Abstract Field observations have suggested that particulate nitrate can promote the aging of black carbon (BC), yet the mechanisms of the aging process and its impacts on BC's light absorption are undetermined. Here we performed laboratory simulation of internal mixing of flame-generated BC aggregates with ammonium nitrate. Variations in particle size, mass, coating thickness, effective density, dynamic shape factor, and optical properties were determined online by a suite of instruments. With the development of coatings, the particle size initially decreased until reaching a coating thickness of ∼10 nm and then started increasing, accompanied by an increase in effective density and a decrease in dynamic shape factor, reflecting the transformation of BC particles from highly fractal to near-spherical morphology. This is partially attributable to the restructuring of BC cores to more compact forms. Exposing coated particles to elevated relative humidity (RH) led to additional BC morphology changes, even after drying. Particle light absorption and scattering were also amplified with ammonium nitrate coating, increasing with coating thickness and RH. For BC particles with a 17.8 nm coating, absorption and scattering were increased by 1.5- and 7.9-fold when cycled through 70% RH (5-70-5% RH), respectively. The irreversible restructuring of the BC core caused by condensation of ammonium nitrate and water altered both absorption and scattering, with a magnitude comparable to or even exceeding the effects of increased coating.
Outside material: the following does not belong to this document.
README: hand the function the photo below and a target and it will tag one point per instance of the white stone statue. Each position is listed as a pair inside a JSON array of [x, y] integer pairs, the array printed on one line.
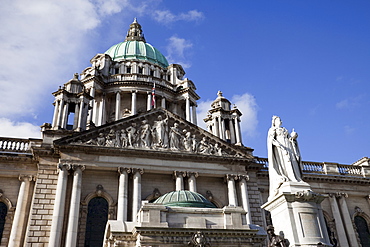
[[160, 132], [283, 156]]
Results show that ammonium nitrate is among the most efficient coating materials with respect to modifying BC morphology and optical properties compared with other inorganic and organic species investigated previously. Accordingly, mitigation of nitrate aerosols is necessary for the benefits of both air pollution control and reducing the impacts of BC on visibility impairment and radiative forcing on climate change. Our results also pointed out that the effect of BC core restructuring needs to be considered when evaluating BC's light absorption enhancement.